In 2019, the Ravens signed Mark Ingram as he was hitting age 30 and Ingram found his way to 15 touchdowns and 1,265 yards.

If he can stay healthy the entire way in 2024, Henry should be able to push 15-plus touchdowns on the ground given his career output in a far worse offense paired with the scoring opportunities that Baltimore has provided.

Derrick Henry Advanced Stats

YearEPA/AttLightBox%Success%Explosive%Stuff%1D/RshYBC/AttYAC/Att
2016-0.0413.6%46.4%11.8%14.5%26.4%1.822.64
2017-0.097.4%41.5%11.4%25.6%22.2%0.993.23
20180.0210.7%40.9%14.0%13.5%23.7%0.724.21
2019-0.0111.9%41.6%13.9%17.5%24.1%0.894.18
20200.028.2%43.1%12.7%15.6%25.9%1.423.94
2021-0.0311.4%36.1%9.1%18.3%22.4%0.953.32
2022-0.0514.6%35.8%10.6%17.5%18.6%0.793.60
2023-0.0112.5%35.4%8.2%15.7%22.5%0.853.32

Henry just turned 30 years old this January, so a peripheral decline is expected in terms of his efficiency and his reduced snap count cutting out the empty calorie snaps he played.

Going further under the hood, Henry’s explosive run rate was a career low.

At his age, we should expect some recoil in that area.

But Henry remained a bulldozer, ranking eight in the league in yards after contact per rush out of 49 running backs to carry the ball 100 or more times.

Henry has rarely played behind a good offensive line in his career.

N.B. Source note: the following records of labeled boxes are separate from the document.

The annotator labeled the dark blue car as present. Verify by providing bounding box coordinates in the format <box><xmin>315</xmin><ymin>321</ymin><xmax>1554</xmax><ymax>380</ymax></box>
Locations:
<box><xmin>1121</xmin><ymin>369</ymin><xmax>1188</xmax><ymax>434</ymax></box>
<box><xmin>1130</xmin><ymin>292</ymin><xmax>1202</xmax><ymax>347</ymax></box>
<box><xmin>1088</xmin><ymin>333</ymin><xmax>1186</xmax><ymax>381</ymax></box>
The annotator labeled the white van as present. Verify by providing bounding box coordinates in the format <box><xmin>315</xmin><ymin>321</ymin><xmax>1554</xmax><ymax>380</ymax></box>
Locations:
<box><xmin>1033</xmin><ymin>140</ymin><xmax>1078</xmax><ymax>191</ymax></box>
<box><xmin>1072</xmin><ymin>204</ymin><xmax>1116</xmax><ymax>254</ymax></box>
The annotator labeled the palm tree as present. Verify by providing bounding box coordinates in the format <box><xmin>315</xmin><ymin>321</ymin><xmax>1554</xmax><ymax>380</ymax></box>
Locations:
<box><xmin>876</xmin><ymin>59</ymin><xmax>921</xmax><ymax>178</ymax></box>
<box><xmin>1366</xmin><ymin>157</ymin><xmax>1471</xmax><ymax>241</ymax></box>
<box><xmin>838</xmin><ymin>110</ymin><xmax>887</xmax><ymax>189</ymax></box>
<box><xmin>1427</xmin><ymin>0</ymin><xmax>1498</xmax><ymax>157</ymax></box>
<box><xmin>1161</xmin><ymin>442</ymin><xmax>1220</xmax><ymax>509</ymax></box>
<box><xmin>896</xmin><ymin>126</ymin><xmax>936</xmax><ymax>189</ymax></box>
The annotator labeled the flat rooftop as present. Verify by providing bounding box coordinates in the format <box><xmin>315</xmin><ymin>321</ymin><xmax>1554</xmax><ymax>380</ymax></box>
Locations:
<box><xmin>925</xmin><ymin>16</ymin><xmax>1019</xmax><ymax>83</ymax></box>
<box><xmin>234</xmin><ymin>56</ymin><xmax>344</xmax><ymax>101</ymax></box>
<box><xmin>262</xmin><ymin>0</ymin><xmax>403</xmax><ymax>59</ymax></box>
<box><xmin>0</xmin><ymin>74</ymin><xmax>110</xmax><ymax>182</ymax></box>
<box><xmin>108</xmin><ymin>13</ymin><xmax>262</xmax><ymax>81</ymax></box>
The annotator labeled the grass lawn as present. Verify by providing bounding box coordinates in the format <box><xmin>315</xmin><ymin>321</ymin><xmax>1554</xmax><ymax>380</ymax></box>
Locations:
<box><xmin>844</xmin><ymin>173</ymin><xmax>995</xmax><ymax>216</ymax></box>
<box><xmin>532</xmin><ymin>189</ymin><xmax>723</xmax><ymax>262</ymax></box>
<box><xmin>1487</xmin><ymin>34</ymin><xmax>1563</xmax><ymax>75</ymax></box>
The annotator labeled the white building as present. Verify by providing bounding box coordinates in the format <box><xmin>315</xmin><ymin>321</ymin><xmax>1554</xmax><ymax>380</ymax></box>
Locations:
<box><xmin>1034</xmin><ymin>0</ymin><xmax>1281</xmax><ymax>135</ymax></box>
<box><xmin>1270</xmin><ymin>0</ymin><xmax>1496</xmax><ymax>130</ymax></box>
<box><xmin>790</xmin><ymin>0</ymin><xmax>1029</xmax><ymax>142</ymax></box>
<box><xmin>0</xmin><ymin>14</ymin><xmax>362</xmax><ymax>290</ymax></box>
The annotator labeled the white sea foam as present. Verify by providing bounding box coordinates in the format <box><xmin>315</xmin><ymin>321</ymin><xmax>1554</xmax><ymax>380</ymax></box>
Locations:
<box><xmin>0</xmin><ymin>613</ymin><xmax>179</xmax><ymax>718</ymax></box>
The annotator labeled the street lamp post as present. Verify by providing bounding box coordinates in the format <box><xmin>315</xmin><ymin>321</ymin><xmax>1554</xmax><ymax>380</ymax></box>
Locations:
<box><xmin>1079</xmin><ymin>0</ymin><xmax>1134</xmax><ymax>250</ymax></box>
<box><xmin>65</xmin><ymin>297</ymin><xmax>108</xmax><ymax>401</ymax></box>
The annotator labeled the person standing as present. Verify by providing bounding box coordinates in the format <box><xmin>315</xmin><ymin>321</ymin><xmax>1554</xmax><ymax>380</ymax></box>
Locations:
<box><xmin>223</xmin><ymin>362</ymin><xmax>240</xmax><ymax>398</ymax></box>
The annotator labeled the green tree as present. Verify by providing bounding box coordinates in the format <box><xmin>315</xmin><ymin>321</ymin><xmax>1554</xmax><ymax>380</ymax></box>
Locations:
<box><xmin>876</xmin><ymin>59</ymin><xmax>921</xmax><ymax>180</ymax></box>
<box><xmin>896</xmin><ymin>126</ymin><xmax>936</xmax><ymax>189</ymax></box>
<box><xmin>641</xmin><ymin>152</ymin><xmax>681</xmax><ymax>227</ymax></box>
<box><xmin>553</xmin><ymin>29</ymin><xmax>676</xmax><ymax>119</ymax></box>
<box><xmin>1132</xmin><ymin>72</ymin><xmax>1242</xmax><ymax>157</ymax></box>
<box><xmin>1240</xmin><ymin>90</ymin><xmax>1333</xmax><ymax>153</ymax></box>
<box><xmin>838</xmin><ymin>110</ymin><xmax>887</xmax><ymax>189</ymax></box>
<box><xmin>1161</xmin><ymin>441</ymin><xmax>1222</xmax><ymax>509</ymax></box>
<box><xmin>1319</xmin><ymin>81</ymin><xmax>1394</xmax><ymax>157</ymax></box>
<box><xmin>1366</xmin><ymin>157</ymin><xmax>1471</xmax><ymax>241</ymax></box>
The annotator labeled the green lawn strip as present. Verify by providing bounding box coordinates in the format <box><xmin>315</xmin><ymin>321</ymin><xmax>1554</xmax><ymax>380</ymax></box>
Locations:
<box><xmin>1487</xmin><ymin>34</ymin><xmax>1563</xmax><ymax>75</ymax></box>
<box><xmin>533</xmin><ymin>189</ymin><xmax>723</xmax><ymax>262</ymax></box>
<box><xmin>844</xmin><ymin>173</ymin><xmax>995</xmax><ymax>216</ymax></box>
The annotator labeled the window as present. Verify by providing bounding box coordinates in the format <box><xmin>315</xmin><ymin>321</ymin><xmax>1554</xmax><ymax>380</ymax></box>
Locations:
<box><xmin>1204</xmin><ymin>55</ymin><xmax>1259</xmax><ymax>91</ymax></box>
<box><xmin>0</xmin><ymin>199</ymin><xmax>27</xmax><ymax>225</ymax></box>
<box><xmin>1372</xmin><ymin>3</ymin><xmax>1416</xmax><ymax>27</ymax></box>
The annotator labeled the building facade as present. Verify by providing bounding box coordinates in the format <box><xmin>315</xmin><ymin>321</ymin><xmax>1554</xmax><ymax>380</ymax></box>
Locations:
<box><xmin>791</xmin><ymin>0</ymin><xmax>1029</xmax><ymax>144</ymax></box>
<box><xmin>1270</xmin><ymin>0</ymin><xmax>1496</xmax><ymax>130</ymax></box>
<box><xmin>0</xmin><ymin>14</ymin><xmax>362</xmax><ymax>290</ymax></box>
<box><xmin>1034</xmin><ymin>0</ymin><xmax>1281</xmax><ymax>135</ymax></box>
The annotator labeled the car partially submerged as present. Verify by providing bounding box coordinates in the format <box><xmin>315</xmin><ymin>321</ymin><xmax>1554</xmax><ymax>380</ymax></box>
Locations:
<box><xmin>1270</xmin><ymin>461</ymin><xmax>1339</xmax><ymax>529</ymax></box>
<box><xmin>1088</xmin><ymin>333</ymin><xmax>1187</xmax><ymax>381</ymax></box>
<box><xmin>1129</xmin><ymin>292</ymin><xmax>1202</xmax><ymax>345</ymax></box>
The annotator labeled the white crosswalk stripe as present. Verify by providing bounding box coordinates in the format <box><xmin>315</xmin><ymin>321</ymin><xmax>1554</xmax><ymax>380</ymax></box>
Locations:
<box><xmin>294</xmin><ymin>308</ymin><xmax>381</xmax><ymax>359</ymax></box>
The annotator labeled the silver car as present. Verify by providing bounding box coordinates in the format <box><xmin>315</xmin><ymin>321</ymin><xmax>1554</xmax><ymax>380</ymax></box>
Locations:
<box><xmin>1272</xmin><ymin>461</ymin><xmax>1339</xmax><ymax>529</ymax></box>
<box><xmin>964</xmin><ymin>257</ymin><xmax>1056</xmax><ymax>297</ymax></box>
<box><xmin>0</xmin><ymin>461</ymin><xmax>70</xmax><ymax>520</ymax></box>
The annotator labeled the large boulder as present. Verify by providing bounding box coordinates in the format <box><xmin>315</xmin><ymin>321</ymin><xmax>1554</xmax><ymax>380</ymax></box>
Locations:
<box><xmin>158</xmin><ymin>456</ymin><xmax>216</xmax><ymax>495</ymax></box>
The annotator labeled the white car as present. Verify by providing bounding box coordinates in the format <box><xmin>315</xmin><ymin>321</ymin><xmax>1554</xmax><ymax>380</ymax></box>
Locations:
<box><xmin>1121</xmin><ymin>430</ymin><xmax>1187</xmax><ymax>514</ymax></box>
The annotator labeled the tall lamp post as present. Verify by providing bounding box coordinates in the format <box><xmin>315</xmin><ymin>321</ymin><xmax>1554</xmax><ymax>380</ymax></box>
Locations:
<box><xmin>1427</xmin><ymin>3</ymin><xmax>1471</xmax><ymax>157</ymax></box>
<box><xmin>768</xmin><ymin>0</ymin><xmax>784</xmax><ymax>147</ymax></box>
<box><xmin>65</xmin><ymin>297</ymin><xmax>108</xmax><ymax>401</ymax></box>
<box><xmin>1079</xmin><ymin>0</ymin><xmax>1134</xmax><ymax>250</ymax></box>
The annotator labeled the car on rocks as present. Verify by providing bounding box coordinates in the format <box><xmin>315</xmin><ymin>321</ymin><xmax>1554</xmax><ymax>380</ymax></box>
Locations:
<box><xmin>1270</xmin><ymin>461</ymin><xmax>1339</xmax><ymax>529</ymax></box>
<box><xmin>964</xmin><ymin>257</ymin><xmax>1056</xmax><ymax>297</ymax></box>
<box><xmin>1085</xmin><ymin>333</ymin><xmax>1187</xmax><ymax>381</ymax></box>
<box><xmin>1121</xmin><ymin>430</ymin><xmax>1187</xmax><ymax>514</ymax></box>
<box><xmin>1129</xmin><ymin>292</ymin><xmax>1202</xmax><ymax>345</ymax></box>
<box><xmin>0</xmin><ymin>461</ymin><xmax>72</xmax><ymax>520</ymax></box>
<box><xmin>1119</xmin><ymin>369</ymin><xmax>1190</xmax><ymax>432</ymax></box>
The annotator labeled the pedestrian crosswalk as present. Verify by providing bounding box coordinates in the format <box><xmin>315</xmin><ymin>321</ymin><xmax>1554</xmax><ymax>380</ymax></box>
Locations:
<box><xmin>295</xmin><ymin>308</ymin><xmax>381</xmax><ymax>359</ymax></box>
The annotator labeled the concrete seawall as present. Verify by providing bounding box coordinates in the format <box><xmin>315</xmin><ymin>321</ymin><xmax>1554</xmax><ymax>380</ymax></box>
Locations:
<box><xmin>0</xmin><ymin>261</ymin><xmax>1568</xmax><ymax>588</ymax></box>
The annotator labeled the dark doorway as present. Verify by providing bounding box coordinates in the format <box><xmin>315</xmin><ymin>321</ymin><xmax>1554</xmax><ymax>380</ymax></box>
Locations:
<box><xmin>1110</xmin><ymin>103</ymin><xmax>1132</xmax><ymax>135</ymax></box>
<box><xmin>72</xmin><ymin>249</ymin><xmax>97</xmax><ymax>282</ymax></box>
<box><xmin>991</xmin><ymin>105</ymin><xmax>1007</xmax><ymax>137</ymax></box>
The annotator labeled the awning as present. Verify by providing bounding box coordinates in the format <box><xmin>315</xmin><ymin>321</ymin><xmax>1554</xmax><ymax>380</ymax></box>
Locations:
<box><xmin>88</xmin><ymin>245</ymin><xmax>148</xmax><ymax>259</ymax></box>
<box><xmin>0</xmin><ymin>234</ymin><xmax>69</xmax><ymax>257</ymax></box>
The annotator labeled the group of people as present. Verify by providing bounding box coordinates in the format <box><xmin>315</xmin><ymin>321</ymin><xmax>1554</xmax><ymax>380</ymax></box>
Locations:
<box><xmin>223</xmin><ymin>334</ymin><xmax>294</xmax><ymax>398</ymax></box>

Of those same 49 running backs, he was 44th in yards gained before contact in 2023.

Baltimore running backs averaged 1.59 yards before contact per rush in 2023, which was sixth in the league.

The Titans were 21st in the league in ESPN’s run block win rate while the Ravens were fifth.

Tennessee fared better with an 18th-ranked run blocking grade at Pro Football Focus, but Baltimore was far higher at sixth in the league.

While this should be an upgrade for Henry, it should be noted that Baltimore has a lot in motion up front right now.